Gold prices are on track for their fourth consecutive weekly loss today, Friday, as data on U.S. jobs and comments supportive of tighter monetary policy from policymakers at the Federal Reserve have bolstered bets on higher interest rates for a longer period, impacting the non-yielding yellow metal. As of 02:40 GMT, gold remained stable in spot transactions at $1910.20 per ounce but has decreased by 0.5 percent for the week. U.S. gold futures stood at $1916.00, nearly unchanged.
An increase in the number of jobs in the U.S. private sector indicates strength in the labor market despite the rising risk of recession due to rate hikes. Investors are now awaiting data on non-farm payrolls for June for further indications on the path of monetary policy. Tim Waterer, the chief market analyst at KCM Trade, stated, "The strong U.S. job market supports the continued push by the Fed to raise the benchmark interest rate."
Waterer also noted that "any potential escalation of trade tensions between the world's two largest economies could harm market sentiment.
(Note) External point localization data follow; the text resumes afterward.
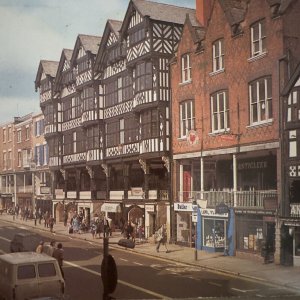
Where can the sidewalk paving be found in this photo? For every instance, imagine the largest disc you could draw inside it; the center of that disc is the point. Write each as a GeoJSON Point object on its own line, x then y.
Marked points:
{"type": "Point", "coordinates": [288, 277]}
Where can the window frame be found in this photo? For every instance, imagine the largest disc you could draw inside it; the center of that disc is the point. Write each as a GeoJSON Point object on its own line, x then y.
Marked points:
{"type": "Point", "coordinates": [219, 124]}
{"type": "Point", "coordinates": [186, 69]}
{"type": "Point", "coordinates": [257, 104]}
{"type": "Point", "coordinates": [186, 122]}
{"type": "Point", "coordinates": [218, 56]}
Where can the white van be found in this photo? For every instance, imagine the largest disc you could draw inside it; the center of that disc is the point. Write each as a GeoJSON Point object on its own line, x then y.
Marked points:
{"type": "Point", "coordinates": [27, 275]}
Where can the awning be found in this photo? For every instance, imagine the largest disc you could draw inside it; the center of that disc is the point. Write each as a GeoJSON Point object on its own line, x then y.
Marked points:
{"type": "Point", "coordinates": [111, 207]}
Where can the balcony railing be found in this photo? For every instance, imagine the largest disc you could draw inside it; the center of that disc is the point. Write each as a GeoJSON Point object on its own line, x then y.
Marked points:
{"type": "Point", "coordinates": [254, 199]}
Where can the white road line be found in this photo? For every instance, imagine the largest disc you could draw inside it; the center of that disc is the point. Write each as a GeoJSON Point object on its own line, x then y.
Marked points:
{"type": "Point", "coordinates": [121, 282]}
{"type": "Point", "coordinates": [216, 284]}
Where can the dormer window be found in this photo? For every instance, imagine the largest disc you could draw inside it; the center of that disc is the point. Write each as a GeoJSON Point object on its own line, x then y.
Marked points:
{"type": "Point", "coordinates": [218, 55]}
{"type": "Point", "coordinates": [185, 68]}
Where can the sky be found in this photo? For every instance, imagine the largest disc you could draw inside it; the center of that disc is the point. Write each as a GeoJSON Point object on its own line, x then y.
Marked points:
{"type": "Point", "coordinates": [34, 30]}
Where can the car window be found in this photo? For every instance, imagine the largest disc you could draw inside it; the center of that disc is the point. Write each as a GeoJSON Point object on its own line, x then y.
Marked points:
{"type": "Point", "coordinates": [26, 272]}
{"type": "Point", "coordinates": [46, 270]}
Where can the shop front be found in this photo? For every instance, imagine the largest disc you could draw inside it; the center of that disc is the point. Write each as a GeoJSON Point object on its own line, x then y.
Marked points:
{"type": "Point", "coordinates": [212, 230]}
{"type": "Point", "coordinates": [185, 229]}
{"type": "Point", "coordinates": [255, 232]}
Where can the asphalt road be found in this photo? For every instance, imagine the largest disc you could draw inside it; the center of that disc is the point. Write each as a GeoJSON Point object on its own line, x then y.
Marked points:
{"type": "Point", "coordinates": [142, 276]}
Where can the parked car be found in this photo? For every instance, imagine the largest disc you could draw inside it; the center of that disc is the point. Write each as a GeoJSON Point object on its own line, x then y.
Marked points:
{"type": "Point", "coordinates": [30, 275]}
{"type": "Point", "coordinates": [23, 242]}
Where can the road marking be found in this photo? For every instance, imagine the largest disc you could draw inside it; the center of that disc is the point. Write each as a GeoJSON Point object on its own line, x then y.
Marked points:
{"type": "Point", "coordinates": [120, 281]}
{"type": "Point", "coordinates": [244, 291]}
{"type": "Point", "coordinates": [216, 284]}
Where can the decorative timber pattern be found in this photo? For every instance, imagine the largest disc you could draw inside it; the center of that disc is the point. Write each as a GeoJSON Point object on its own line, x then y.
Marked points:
{"type": "Point", "coordinates": [165, 38]}
{"type": "Point", "coordinates": [94, 154]}
{"type": "Point", "coordinates": [118, 109]}
{"type": "Point", "coordinates": [76, 157]}
{"type": "Point", "coordinates": [68, 90]}
{"type": "Point", "coordinates": [164, 80]}
{"type": "Point", "coordinates": [45, 96]}
{"type": "Point", "coordinates": [138, 50]}
{"type": "Point", "coordinates": [114, 69]}
{"type": "Point", "coordinates": [125, 149]}
{"type": "Point", "coordinates": [112, 39]}
{"type": "Point", "coordinates": [135, 19]}
{"type": "Point", "coordinates": [90, 115]}
{"type": "Point", "coordinates": [71, 124]}
{"type": "Point", "coordinates": [83, 77]}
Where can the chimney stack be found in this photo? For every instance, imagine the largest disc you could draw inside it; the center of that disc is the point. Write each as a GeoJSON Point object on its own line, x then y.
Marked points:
{"type": "Point", "coordinates": [203, 9]}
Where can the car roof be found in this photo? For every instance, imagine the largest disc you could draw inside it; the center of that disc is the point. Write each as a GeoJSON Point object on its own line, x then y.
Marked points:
{"type": "Point", "coordinates": [25, 257]}
{"type": "Point", "coordinates": [25, 234]}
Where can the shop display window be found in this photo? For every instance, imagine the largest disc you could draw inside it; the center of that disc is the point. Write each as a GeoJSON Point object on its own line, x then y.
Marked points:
{"type": "Point", "coordinates": [213, 233]}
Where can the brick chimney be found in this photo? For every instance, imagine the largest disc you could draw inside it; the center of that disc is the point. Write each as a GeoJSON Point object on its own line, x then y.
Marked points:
{"type": "Point", "coordinates": [203, 8]}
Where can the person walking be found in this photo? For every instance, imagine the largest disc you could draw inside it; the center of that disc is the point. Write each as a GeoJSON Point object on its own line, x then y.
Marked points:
{"type": "Point", "coordinates": [58, 253]}
{"type": "Point", "coordinates": [161, 238]}
{"type": "Point", "coordinates": [40, 247]}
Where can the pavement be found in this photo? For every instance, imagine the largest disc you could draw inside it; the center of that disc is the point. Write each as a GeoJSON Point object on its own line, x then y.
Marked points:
{"type": "Point", "coordinates": [278, 275]}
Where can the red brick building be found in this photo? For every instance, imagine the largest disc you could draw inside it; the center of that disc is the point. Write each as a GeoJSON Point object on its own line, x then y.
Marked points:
{"type": "Point", "coordinates": [226, 85]}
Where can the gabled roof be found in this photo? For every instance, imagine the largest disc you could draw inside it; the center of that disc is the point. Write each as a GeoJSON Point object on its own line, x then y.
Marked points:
{"type": "Point", "coordinates": [66, 54]}
{"type": "Point", "coordinates": [90, 43]}
{"type": "Point", "coordinates": [49, 68]}
{"type": "Point", "coordinates": [111, 26]}
{"type": "Point", "coordinates": [159, 12]}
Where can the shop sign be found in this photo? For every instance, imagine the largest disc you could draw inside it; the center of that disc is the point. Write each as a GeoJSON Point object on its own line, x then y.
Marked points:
{"type": "Point", "coordinates": [222, 208]}
{"type": "Point", "coordinates": [254, 212]}
{"type": "Point", "coordinates": [212, 213]}
{"type": "Point", "coordinates": [149, 208]}
{"type": "Point", "coordinates": [183, 206]}
{"type": "Point", "coordinates": [295, 210]}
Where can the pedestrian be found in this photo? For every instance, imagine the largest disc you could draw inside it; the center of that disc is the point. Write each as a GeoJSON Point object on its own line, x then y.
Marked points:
{"type": "Point", "coordinates": [40, 247]}
{"type": "Point", "coordinates": [58, 253]}
{"type": "Point", "coordinates": [161, 238]}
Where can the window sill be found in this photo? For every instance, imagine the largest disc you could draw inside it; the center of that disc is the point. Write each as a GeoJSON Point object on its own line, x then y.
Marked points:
{"type": "Point", "coordinates": [257, 57]}
{"type": "Point", "coordinates": [261, 124]}
{"type": "Point", "coordinates": [185, 82]}
{"type": "Point", "coordinates": [216, 72]}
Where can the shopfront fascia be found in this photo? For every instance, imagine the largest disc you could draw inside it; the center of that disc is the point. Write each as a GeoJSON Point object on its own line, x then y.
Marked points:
{"type": "Point", "coordinates": [212, 230]}
{"type": "Point", "coordinates": [255, 229]}
{"type": "Point", "coordinates": [185, 229]}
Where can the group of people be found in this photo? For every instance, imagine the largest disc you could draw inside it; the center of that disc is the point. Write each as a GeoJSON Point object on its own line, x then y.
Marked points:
{"type": "Point", "coordinates": [54, 251]}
Gold may see some demand from the appeal for safe-haven assets." Higher interest rates increase the opportunity cost of holding non-yielding gold. Market participants are also closely monitoring U.S. Treasury Secretary Janet Yellen's visit to Beijing.
As for other precious metals, silver fell 0.4 percent to $22.6567 per ounce, while platinum decreased by 0.3 percent to $898.83.